Une emprise aéroportuaire à l’est
Le nord-est du département est occupé par de vastes emprises fermées, avec leurs voies de service et leurs contrôles d’accès. Une moto immobilisée sur un parking de personnel ou une aire logistique n’est pas atteignable sans autorisation, et c’est l’attente au poste qui pèse sur le délai, pas la route.
Où part la moto une fois chargée
Depuis Cergy, Pontoise est à quatre kilomètres, Herblay-sur-Seine à neuf, Franconville à quatorze, Argenteuil et Bezons à dix-huit, Sarcelles à vingt-cinq, Villiers-le-Bel à vingt-six, Garges-lès-Gonesse à vingt-sept, Goussainville à trente et un, Louvres à trente-trois, Fosses et Marly-la-Ville à trente-quatre, Survilliers à trente-sept et Vémars à trente-huit.
La moitié sud-est du département reste donc dans le forfait, alors que le Pays de France, au nord-est, en sort nettement. C’est la seule vraie décision à prendre au moment de l’appel : viser un atelier de son propre secteur plutôt que celui de la préfecture peut représenter vingt à trente kilomètres d’écart.
Trois destinations reviennent : le garage qui suit la machine, le concessionnaire de la marque, ou le domicile. La quatrième, plus rare, est le local d’un expert quand une assurance est en jeu.
Ce qui change entre la vallée de l’Oise et le Vexin
Dans la vallée, autour de Cergy, Pontoise, Herblay et Argenteuil, on est en agglomération : rues quadrillées, parcs de stationnement, gares, immeubles. Le camion arrive vite, la difficulté est de se ranger, et la manutention à la main sur quelques mètres suffit presque toujours.

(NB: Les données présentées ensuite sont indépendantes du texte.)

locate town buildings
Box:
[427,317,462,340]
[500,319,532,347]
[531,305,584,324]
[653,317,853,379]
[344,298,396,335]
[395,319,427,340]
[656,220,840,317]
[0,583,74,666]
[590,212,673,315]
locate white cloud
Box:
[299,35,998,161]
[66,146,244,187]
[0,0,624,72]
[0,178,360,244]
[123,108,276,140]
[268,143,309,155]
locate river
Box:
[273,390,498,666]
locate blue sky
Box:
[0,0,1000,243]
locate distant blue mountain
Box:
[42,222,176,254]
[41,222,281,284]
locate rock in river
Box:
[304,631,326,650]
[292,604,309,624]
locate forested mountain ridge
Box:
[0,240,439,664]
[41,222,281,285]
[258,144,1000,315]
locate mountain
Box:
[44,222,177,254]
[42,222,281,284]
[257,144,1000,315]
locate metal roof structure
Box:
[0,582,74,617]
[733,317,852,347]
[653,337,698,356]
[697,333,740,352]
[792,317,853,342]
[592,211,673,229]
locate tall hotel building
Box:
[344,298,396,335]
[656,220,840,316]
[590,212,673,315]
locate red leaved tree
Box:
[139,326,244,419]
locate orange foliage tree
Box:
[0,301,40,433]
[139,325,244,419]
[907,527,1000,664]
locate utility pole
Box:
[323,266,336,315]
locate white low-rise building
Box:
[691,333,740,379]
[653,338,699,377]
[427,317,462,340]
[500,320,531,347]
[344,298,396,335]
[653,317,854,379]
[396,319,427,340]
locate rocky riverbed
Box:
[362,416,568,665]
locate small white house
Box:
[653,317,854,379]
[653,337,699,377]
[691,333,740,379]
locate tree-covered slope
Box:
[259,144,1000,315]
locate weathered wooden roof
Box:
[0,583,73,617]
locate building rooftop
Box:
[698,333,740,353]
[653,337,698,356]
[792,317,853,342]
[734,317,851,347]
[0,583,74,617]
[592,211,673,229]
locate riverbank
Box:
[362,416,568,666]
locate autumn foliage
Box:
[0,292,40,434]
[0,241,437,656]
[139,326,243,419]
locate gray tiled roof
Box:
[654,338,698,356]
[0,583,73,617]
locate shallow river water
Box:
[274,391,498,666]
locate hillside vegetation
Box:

Sur le plateau du Vexin, de Magny-en-Vexin à La Roche-Guyon, tout change : des villages de quelques centaines d’habitants, des routes bordées de fossés, des accotements en herbe et pas d’éclairage. Le plateau y circule bien, mais il vient de plus loin, et une moto arrêtée le soir y est très difficile à repérer. C’est le secteur où le gilet et le retrait sur l’accotement comptent le plus, et où un point kilométrique vaut mieux qu’un nom de rue.
Le chargement et l’arrimage, dans le détail
Ce que voit le propriétaire pendant le chargement
Première chose regardée en arrivant : est-ce que la roue tourne encore ? La réponse commande la rampe ou le treuil. Tout le reste est invariable, avec la cale à rail qui verrouille l’avant et les sangles à cliquet qui ferment. Un deux-roues sinistré demande d’autres précautions, reprises sur la page moto accidentée.
A15, A1, A115 : qui intervient sur les voies rapides
L’A15, l’A1, l’A115, l’A86 dans sa partie sud, l’A14 et la N184 dans ses sections à chaussées séparées sont réservées à l’opérateur agréé du secteur, que l’on joint par la borne orange ou par le 112, jamais par un numéro privé. À l’inverse, la N14 hors sections rapides, la N322 et les départementales du Vexin n’imposent aucun opérateur : le dépanneur vient directement.
Une fois l’interlocuteur identifié, la question devient celle de l’endroit où l’on se tient. Le plus grand risque n’est pas mécanique. Enfilez le gilet, dégagez la machine si le sol le permet, et tenez-vous derrière un point dur, jamais sur l’accotement nu.
Un seul interlocuteur pour tout le département
Une équipe départementale, cela veut dire que le camion le plus proche est envoyé, mais que le dossier reste le même quelle que soit la distance à parcourir ensuite.